Weakened Bush finding it tough to push agenda beyond Iraq


BY George E. Condon Jr.
Copley News Service

 WASHINGTON  Public opinion for and against President Bush is so hardened that his sudden decision to spare one of his most trusted advisers from prison might not hurt him politically. But the commutation of I. Lewis "Scooter" Libby's sentence could linger as yet one more issue on which Republican presidential candidates will be forced to run away from Bush's record.

Those candidates must embrace the action today to align themselves with the conservative activists whose votes and dollars fuel primary races. But tomorrow - when one of them wins the nomination and must compete for independent voters in the general election - they must temper that enthusiasm for a move the electorate said it did not want.

Their greatest hope is that a public planning its holiday beach outings, monitoring pennant races and fretting over terrorist threats is paying little attention to the fate of Libby, a man so highly regarded in this White House that he held top-level jobs advising both the president and Vice President Dick Cheney.
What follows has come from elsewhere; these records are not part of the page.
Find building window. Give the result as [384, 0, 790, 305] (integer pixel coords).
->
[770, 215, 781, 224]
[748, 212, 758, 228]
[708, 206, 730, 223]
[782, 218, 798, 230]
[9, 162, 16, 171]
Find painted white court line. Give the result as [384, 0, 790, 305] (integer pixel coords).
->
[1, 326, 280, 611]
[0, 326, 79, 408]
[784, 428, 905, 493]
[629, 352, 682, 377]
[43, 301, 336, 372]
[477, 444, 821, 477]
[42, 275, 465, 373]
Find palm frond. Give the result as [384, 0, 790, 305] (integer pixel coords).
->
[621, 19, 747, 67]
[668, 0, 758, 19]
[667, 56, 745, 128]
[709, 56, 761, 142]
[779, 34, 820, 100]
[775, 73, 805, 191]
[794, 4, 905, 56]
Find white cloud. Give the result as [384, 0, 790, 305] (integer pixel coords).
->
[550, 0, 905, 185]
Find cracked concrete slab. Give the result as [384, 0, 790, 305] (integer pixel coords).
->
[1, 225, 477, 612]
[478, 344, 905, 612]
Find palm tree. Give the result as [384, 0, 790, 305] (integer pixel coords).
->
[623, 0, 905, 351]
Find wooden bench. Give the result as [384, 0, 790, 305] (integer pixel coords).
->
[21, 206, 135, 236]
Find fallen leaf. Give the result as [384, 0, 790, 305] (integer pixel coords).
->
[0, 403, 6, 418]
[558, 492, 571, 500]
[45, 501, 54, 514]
"The media is hyperventilating but that's about all," said Sherry Bebitch Jeffe, a respected political analyst at the University of Southern California. "This is the week of July 4th. People have other things on their agenda."
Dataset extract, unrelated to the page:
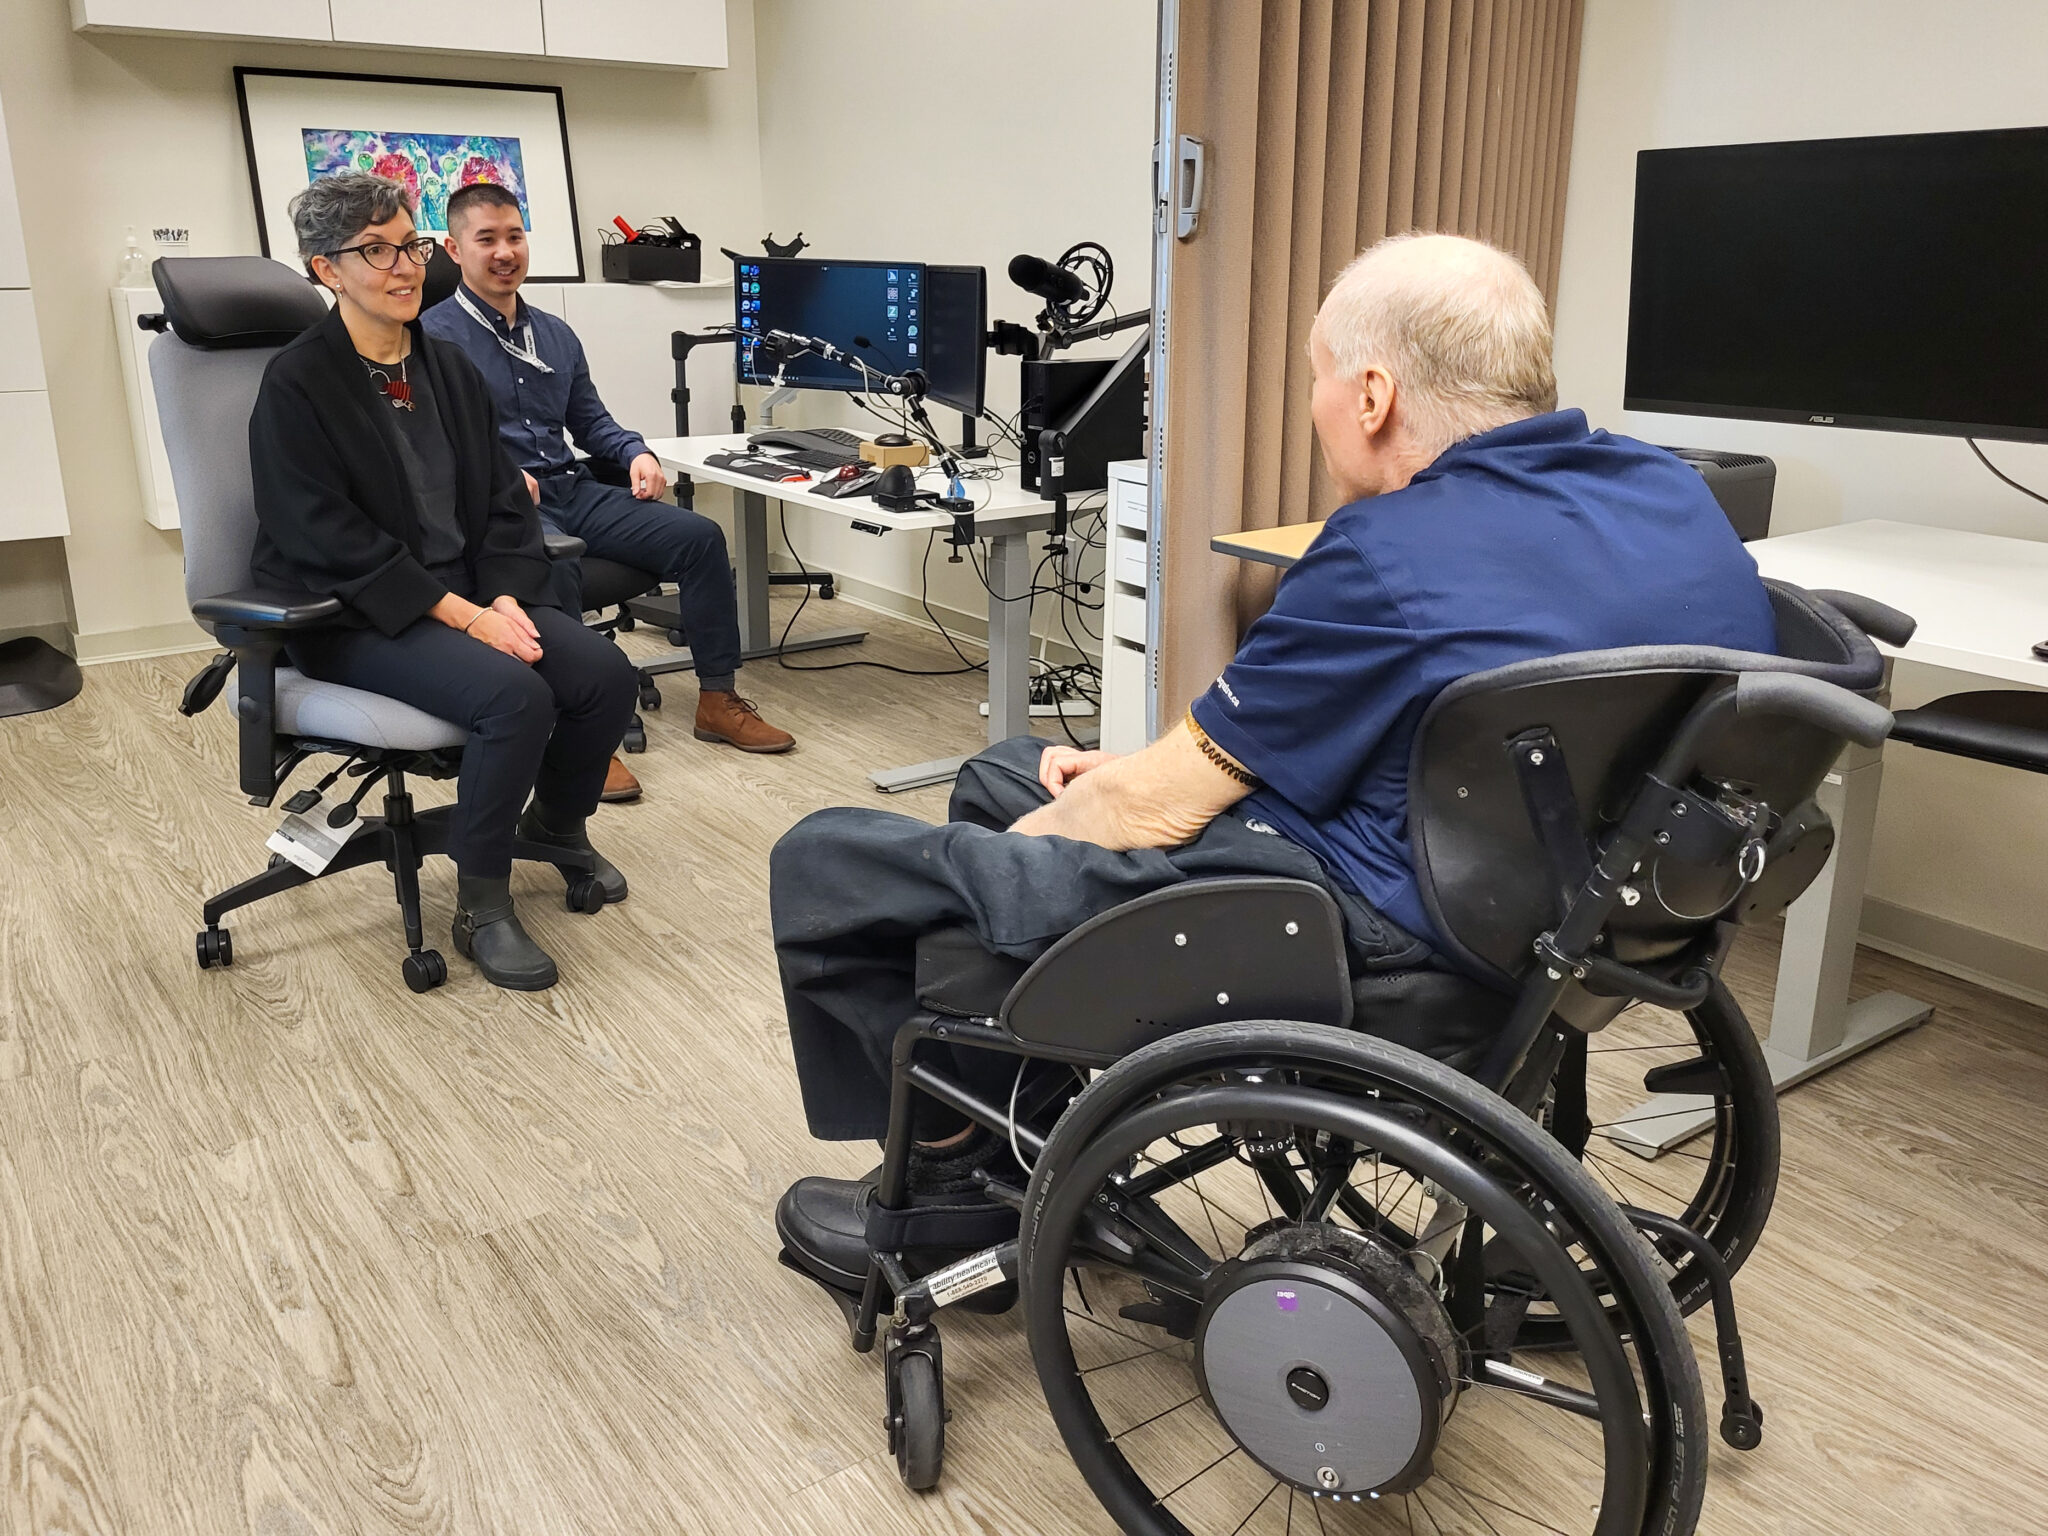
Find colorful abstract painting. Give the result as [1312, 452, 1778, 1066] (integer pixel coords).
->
[301, 129, 530, 233]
That probably is true of average voters for whom the Libby drama never rose to the level of other issues such as the Iraq war, terrorism, or even the controversies at the Justice Department. But activists on both sides are more than paying attention. They are deeply involved and closely watching the presidential candidates of both parties for their reactions.

Jeffe said Bush may even move up slightly in the polls just because conservatives who were angry at him over his support for immigration reform might be won back by his decision to commute Libby's sentence.
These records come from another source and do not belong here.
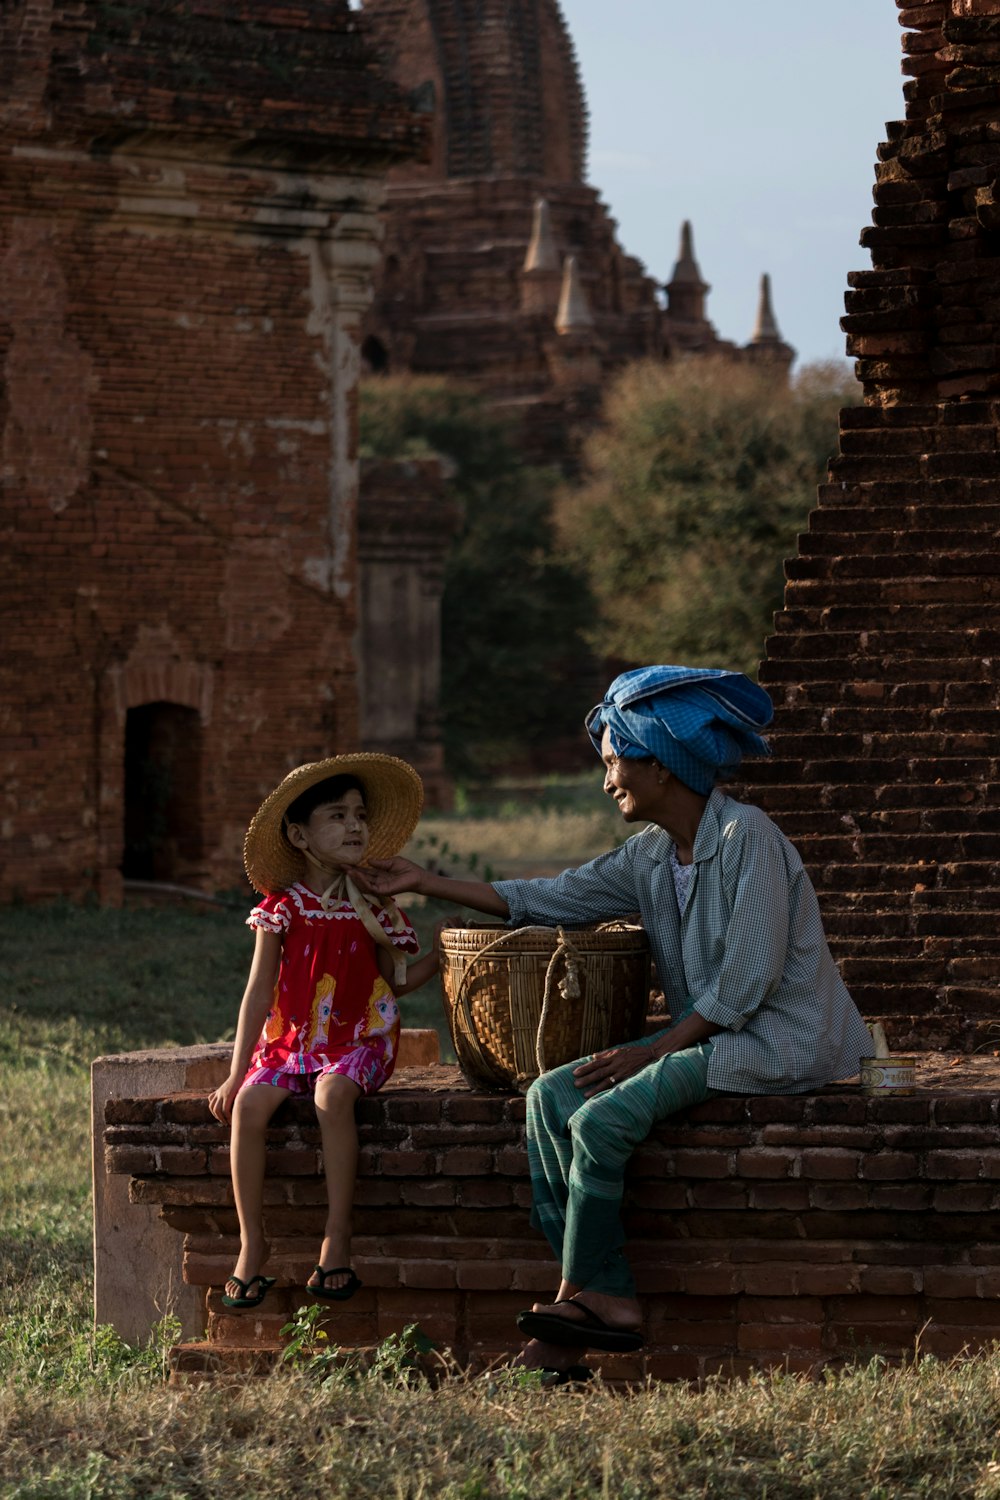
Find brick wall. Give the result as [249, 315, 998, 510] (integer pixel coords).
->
[743, 0, 1000, 1048]
[1, 1, 427, 901]
[105, 1061, 1000, 1381]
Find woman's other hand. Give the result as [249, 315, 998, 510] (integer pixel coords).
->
[572, 1044, 655, 1098]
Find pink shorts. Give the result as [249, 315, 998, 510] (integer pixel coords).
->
[240, 1044, 393, 1099]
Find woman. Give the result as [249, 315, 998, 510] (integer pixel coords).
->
[362, 665, 871, 1376]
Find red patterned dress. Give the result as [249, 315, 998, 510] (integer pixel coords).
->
[240, 883, 420, 1097]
"It may be that this is what is needed to re-energize the conservative base. If he had not done anything for Libby, they might have just walked. Now, maybe some of those conservatives will come back at least for a week or two."

Some conservatives were not mollified by the commutation, though, and angrily complained that Bush should have gone further and granted a full pardon to Libby.

Wesley Pruden, the conservative editor of the Washington Times on Tuesday mocked Bush's action as a "halfway measure," adding that Bush had ignored "the first rule of politicians and philandering husbands: If you're going to be hanged for stealing a goat, you might as well take a sheep."

Liberals were, not surprisingly, also angry at the commutation, seeing it as further proof of what they already believed - that this White House sees itself as not bound by any rules.

"It's going to harden both sides," said independent pollster John Zogby. "This is one of those issues where one side is from Neptune and the other side is from Pluto. But I don't think there will be a crossover impact or will have much of an impact on undecideds."

Thomas Mann, a political scholar at the Brookings Institution, said he sees little movement in public opinion.

"This will reinforce the view of most independents and almost all Democrats that this administration operates above the rules that govern others, making any comeback by Bush even more unlikely than it already is. It will also hearten many activist conservative Republicans dismayed by the president's position on immigration and discouraged by the floundering war in Iraq."

But with Bush very much in early lame duck doldrums, the impact on the presidential candidates is more intriguing. The Republican aspirants Tuesday seemed excessively cautious, praising the commutation but then changing the subject quickly. They displayed little relish for spending their valuable time defending a felon convicted of abusing his high office and lying to the FBI and even less enthusiasm for talking about why the party of "law and order" wants to ignore a jury's decision to protect a friend.

Nor is the issue a completely safe one for the leading Democratic presidential contender. New York Sen. Hillary Rodham Clinton joined the other candidates in attacking the commutation as "one more example" of the administration thinking "it is above the rule of law." But the issue brought up bad memories for Clinton, who immediately was forced to defend the controversial pardons issued by her husband, President Bill Clinton, on his final day in office.

Those 140 pardons, she told the Associated Press, were simply routine. They were not, she insisted, like the Libby commutation, which she called "clearly an effort to protect the White House."